Ramakrishnan V, White S W
Biology Department, Brookhaven National Laboratory, Upton, New York 11973.
Nature. 1992 Aug 27;358(6389):768-71. doi: 10.1038/358768a0.
Understanding the process whereby the ribosome translates the genetic code into protein molecules will ultimately require high-resolution structural information, and we report here the first crystal structure of a protein from the small ribosomal subunit. This protein, S5, has a molecular mass of 17,500 and is highly conserved in all lifeforms. The molecule contains two distinct alpha/beta domains that have structural similarities to several other proteins that are components of ribonucleoprotein complexes. Mutations in S5 result in several phenotypes which suggest that S5 may have a role in translational fidelity and translocation. These include ribosome ambiguity or ram, reversion from streptomycin dependence and resistance to spectinomycin. Also, a cold-sensitive, spectinomycin-resistant mutant of S5 has been identified which is defective in initiation. Here we show that these mutations map to two distinct regions of the molecule which seem to be sites of interaction with ribosomal RNA. A structure/function analysis of the molecule reveals discrepancies with current models of the 30S subunit.

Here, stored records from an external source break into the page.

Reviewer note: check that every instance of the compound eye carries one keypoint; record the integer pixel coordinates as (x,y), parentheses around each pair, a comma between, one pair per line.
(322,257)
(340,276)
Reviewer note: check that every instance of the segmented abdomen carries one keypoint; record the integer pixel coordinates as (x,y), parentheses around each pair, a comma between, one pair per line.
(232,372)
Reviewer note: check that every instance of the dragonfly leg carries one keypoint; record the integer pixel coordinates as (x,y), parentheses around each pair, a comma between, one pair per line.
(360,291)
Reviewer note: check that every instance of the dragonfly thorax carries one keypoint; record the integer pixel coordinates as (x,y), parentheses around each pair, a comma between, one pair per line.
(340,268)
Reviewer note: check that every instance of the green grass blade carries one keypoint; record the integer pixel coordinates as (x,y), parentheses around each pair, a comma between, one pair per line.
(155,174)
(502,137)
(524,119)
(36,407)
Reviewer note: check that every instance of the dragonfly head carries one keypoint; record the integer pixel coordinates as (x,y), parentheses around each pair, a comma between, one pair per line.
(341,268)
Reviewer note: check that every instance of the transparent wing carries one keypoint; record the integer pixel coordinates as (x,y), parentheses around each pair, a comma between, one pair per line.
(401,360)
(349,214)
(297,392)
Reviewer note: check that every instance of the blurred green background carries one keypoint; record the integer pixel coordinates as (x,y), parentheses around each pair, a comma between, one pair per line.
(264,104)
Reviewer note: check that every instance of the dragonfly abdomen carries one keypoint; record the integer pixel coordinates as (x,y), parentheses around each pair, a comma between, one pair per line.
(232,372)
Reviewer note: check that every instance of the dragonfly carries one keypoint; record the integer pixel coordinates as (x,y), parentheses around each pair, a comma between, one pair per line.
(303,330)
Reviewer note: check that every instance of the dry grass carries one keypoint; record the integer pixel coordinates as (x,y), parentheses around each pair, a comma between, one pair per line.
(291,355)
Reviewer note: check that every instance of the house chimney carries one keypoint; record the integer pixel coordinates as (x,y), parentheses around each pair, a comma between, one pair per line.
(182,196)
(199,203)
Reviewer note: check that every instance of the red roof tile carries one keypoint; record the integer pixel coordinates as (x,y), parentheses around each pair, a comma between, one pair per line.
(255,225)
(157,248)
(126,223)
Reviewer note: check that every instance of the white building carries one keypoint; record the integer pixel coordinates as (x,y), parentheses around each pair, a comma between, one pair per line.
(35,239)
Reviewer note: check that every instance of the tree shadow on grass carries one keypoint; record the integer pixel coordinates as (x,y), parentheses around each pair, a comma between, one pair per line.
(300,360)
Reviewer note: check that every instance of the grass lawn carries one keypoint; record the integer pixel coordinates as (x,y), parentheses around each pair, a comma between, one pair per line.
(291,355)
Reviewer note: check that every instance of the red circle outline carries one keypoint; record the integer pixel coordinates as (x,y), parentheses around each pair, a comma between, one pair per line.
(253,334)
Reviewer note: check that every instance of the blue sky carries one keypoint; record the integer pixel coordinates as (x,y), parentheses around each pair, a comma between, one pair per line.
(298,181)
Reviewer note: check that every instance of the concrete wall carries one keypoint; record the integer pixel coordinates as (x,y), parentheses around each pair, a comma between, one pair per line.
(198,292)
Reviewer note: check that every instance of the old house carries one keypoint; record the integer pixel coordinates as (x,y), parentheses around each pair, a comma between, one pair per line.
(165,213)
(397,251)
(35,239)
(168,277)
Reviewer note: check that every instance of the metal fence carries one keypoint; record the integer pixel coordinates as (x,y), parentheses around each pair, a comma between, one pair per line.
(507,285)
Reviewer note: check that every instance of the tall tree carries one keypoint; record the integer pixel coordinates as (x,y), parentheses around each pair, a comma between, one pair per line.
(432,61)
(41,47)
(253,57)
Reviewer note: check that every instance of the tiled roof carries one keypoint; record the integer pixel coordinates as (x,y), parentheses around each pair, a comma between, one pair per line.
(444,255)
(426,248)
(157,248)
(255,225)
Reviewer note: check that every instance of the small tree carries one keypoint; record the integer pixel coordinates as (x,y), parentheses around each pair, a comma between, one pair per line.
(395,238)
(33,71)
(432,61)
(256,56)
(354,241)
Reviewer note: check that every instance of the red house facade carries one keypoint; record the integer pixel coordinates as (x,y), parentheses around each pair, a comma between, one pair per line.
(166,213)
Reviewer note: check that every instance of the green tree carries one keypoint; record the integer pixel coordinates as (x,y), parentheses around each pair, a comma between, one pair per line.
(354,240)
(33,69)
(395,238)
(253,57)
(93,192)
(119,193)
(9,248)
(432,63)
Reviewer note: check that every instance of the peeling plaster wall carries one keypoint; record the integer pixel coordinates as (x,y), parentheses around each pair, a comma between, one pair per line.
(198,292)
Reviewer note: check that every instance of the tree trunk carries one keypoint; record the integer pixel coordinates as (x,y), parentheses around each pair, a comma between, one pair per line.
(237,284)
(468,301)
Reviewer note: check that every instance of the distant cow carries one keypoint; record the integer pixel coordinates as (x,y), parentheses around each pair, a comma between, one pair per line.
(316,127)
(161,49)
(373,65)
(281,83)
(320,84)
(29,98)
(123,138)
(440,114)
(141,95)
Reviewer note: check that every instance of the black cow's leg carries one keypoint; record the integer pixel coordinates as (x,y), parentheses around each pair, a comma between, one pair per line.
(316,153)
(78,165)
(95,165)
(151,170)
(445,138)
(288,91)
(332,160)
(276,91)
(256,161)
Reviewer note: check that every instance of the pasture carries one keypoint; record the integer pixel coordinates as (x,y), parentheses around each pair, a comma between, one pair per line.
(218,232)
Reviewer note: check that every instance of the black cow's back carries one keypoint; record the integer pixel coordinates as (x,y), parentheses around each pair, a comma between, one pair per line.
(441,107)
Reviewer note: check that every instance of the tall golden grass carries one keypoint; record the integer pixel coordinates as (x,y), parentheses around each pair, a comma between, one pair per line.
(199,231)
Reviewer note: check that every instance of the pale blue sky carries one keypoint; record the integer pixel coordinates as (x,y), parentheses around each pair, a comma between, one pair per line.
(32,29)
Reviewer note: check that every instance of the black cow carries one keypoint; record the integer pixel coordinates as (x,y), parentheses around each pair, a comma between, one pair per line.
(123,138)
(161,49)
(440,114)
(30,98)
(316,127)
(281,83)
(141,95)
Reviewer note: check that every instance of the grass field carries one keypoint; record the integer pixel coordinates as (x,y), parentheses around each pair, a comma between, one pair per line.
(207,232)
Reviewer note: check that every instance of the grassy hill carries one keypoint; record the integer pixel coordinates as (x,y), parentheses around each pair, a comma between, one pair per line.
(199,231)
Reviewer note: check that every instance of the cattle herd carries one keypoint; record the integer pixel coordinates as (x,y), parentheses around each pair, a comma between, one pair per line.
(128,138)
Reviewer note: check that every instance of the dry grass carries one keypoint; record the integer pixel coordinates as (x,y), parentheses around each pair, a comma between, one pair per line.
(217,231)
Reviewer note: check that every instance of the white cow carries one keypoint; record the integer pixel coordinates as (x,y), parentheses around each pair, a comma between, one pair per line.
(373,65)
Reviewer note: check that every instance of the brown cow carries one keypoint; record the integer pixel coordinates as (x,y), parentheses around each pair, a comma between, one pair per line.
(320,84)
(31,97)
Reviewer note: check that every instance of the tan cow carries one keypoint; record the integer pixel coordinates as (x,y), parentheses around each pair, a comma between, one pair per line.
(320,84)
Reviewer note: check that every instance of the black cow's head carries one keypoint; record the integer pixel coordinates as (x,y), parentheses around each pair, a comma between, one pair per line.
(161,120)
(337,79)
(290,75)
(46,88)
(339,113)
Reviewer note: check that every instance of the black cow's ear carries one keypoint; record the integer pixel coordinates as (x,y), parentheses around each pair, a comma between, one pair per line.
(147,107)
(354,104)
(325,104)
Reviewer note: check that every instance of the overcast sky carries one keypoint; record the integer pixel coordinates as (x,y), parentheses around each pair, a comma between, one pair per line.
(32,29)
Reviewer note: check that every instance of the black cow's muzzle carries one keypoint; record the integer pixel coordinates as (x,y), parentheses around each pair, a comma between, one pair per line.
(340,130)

要最终理解核糖体将遗传密码翻译成蛋白质分子的过程,需要高分辨率的结构信息,我们在此报告小核糖体亚基中一种蛋白质的首个晶体结构。这种蛋白质S5分子量为17500,在所有生命形式中高度保守。该分子包含两个不同的α/β结构域,它们与核糖核蛋白复合物的其他几种蛋白质成分在结构上具有相似性。S5中的突变会导致多种表型,这表明S5可能在翻译保真度和易位中发挥作用。这些表型包括核糖体模糊性或ram、从链霉素依赖性回复以及对壮观霉素的抗性。此外,已鉴定出一种对壮观霉素耐药的S5冷敏感突变体,其起始过程存在缺陷。我们在此表明,这些突变定位于分子的两个不同区域,这两个区域似乎是与核糖体RNA相互作用的位点。对该分子的结构/功能分析揭示了与当前30S亚基模型的差异。